Compare backend behavior for add, get, search, and delete.
Measure end-to-end CLI latency (includes command startup + daemon path), not storage microbenchmarks.
Keep embeddings/model loading disabled for stable backend-path comparisons.

Cloudflare R2: validated in this repository, including temp_credentials flow.
AWS S3: supported by the same S3-compatible path, but not currently part of automated validation here.

Backend	Store (files/s)	Retrieve mean (ms)	Retrieve ops/s	Search mean (ms)	Search qps	Delete mean (ms)	Delete ops/s
local	40.34	1675.76	0.60	1519.15	0.66	1500.77	0.67
r2	1.14	5126.69	0.20	4398.37	0.23	4190.88	0.24

Remote fallback guard stayed clean: R2 iterations wrote 0 local object files.
CRUD gate passed (PUT/GET/UPDATE/DELETE semantics validated by harness checks).
List output currently reports duplicate rows (120 rows for 60 unique paths) for both backends; benchmark normalizes to unique paths for timing.

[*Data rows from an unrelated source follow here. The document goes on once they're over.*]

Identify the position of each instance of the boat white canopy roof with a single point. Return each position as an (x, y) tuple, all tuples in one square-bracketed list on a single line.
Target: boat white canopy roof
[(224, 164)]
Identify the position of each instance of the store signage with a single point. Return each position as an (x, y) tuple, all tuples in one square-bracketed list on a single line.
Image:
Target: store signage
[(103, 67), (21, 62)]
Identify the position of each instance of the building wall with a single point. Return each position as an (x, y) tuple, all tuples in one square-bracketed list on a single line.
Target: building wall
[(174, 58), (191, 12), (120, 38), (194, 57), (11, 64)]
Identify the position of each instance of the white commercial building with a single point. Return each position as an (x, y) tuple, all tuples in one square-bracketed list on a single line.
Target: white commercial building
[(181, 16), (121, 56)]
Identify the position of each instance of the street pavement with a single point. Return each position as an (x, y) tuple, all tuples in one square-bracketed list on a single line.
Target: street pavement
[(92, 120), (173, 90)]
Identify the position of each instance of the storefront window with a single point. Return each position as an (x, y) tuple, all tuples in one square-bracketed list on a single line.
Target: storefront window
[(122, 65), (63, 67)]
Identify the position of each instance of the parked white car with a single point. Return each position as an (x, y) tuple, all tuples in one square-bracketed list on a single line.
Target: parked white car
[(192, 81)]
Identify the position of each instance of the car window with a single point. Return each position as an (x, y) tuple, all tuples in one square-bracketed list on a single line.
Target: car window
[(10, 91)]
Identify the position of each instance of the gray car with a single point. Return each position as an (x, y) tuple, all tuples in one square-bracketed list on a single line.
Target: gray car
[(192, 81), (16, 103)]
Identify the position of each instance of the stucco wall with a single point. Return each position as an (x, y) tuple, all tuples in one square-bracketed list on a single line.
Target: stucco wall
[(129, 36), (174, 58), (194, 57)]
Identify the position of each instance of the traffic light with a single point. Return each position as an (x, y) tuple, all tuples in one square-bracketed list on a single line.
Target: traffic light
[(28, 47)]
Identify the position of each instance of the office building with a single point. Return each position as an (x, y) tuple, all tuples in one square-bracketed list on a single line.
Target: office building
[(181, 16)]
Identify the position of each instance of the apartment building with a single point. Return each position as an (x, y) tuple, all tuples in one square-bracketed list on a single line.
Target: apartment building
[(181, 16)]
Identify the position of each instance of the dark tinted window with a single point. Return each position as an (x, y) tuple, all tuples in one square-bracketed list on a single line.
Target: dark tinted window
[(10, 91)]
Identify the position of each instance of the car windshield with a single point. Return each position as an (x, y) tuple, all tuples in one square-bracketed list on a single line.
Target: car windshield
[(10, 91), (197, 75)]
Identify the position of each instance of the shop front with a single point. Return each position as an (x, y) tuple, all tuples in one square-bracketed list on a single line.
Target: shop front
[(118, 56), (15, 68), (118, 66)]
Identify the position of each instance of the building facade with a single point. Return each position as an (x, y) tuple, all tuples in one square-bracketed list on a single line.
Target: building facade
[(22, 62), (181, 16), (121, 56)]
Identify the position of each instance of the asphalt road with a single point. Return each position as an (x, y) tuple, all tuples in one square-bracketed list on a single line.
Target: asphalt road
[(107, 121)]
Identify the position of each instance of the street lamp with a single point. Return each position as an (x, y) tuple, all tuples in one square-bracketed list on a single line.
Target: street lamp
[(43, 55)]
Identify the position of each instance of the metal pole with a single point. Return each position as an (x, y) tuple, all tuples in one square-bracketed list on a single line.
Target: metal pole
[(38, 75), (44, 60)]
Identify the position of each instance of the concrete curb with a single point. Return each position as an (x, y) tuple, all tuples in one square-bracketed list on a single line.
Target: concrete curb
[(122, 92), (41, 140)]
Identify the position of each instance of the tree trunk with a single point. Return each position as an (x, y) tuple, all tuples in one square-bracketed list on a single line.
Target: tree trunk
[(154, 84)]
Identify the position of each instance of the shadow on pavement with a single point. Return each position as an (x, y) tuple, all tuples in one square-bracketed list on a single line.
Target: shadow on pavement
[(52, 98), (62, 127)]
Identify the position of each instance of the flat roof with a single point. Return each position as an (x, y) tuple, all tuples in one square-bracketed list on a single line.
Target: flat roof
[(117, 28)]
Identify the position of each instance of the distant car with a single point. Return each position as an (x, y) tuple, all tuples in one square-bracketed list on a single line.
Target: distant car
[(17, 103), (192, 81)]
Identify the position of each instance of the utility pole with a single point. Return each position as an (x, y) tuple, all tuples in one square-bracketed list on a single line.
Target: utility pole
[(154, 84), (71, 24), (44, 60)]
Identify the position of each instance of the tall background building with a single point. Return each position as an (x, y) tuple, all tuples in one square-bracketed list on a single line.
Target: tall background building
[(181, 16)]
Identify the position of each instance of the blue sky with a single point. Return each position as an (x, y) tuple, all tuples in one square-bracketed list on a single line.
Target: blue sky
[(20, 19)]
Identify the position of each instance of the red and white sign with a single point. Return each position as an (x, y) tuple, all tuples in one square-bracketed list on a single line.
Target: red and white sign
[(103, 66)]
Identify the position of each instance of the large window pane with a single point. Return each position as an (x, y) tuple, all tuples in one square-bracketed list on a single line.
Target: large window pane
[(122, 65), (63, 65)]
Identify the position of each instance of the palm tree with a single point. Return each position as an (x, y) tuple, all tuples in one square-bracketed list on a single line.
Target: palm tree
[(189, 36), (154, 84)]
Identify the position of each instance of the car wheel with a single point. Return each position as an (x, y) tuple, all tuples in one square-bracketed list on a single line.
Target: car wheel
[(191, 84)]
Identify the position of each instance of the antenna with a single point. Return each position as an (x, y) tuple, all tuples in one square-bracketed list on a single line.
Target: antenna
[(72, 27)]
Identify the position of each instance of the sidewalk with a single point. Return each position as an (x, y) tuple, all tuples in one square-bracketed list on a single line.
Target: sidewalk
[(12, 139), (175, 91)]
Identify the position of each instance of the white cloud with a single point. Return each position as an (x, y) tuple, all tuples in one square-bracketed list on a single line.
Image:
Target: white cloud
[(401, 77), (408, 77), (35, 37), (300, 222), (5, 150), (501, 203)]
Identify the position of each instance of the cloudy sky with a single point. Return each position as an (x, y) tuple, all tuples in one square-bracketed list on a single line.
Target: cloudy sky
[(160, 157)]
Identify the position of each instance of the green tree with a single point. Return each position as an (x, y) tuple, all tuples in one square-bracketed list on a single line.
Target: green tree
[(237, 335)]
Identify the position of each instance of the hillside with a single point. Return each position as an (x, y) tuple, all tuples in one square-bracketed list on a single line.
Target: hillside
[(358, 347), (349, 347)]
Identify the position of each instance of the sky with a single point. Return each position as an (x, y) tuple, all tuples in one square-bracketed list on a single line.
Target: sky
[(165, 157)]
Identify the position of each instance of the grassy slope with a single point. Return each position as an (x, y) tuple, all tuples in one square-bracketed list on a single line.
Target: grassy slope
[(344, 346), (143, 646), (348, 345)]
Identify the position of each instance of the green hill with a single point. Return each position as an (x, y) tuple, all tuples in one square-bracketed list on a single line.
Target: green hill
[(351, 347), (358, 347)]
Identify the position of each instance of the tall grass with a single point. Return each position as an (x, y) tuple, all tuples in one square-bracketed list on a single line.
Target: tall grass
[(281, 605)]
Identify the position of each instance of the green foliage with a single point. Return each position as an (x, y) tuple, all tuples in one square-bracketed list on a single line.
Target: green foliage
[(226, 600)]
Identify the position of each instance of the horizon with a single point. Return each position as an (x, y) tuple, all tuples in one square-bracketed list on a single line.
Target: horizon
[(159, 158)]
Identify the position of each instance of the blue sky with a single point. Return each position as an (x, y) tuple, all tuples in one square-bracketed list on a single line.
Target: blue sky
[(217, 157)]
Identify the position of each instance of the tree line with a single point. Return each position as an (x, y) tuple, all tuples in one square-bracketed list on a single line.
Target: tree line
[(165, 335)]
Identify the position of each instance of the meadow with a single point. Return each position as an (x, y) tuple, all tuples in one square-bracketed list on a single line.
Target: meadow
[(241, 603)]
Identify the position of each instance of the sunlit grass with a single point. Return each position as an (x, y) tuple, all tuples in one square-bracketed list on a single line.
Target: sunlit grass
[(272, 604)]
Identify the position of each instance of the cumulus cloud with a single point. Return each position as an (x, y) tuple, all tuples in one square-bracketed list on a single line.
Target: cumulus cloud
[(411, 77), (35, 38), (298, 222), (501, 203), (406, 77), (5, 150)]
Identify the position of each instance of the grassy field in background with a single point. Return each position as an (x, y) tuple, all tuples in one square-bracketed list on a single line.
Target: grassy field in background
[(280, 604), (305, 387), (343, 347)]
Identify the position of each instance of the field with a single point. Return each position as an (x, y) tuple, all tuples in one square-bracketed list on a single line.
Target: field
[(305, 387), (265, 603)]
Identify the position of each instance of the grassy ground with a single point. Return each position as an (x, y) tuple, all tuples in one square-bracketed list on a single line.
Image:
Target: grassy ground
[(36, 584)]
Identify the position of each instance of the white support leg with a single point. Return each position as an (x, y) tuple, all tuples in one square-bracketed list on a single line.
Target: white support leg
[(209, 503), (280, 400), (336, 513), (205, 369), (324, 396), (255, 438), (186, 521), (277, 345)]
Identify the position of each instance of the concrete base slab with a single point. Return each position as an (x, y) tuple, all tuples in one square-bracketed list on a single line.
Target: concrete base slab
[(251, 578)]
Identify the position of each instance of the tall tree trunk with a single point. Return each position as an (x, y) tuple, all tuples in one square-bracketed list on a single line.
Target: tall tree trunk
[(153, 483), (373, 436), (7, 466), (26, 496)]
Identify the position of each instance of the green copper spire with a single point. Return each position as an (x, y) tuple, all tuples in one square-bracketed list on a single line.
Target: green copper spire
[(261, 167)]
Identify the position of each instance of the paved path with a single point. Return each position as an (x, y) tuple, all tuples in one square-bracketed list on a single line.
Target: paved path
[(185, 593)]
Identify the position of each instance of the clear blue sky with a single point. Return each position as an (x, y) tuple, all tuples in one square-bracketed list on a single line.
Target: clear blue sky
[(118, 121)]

Backend	Profile	Transport	Clients	Ops/s	Fail rate	Search p95 (ms)
local	mixed	daemon_ipc	4	23.80	0.0000	5.67
local	mixed	mcp	4	23.83	0.0000	5.75
local	mixed	daemon_ipc	8	47.56	0.0000	5.75
local	mixed	mcp	8	47.63	0.0000	5.79
local	external_agent_churn	daemon_ipc	4	23.82	0.0000	5.72
local	external_agent_churn	mcp	4	23.81	0.0000	7.56
local	external_agent_churn	daemon_ipc	8	47.52	0.0000	5.69
local	external_agent_churn	mcp	8	47.63	0.0000	7.41
r2	mixed	daemon_ipc	4	19.32	0.2308	5.76
r2	mixed	mcp	4	19.35	0.2308	5.89
r2	mixed	daemon_ipc	8	34.28	0.3913	5.72
r2	mixed	mcp	8	34.19	0.3913	5.90
r2	external_agent_churn	daemon_ipc	4	20.85	0.1429	5.70
r2	external_agent_churn	mcp	4	20.87	0.1429	7.30
r2	external_agent_churn	daemon_ipc	8	38.61	0.2308	5.70
r2	external_agent_churn	mcp	8	38.75	0.2308	7.34

Key findings:

Local backend scaled near-linearly from 4 to 8 clients, with zero observed failures in this run.
R2 had lower throughput and non-zero failure rates under this load pattern (roughly 14% to 39%).
MCP and daemon IPC showed similar throughput bands within each backend/profile/client combination.

Benchmark harness scripts are internal and are not shipped as part of public docs.
Storage backend validation remains a stabilization priority before expanding benchmark scope.